Chap, Spur and Verse
The cowboy, that icon of the American West, proves to be more than the strong silent type at the 14th annual Arizona Cowboy Poets Gathering. Sponsored by the Sharlot Hall Museum in Prescott, the gathering brings together some of the West's best cowboy poets. Wanna-bes in shiny boots and 10-gallon hats need not apply -- the 14 featured poets are selected for the quality of their verse and their authenticity as ranching folk.
Ranch hands reciting poetry may seem to play against type, but the tradition goes way back among working cowboys, says Warren Miller, jigger boss at this year's gathering. ("Jigger boss," a roundup term, means second in command.) The question is not so much why cowboys did recitations -- they were a popular form of homemade entertainment in Victorian times -- but why the tradition continued.
One explanation may be the simplicity of the form.
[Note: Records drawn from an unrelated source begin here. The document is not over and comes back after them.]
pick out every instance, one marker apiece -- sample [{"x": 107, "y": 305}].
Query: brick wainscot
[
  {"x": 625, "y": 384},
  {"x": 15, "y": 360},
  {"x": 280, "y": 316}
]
No equipment is needed out there on the range, just a good memory and a knack for storytelling. Plus, Miller explains, "if you had the ability to entertain the fellows out on a roundup camp, you were a little bit more desirable as a ranch hand." A boost to the résumé, if you will.
Not all of the performing poets are men. Female cowboys -- not cowgirls in satin shirts, thank you very much, these ladies ride the range -- make up about a third of the participants. Watch for a performance by invited poet Georgie Sicking, a Wyoming cowhand who spent decades rounding up mustangs and broke her own horses until she was 81.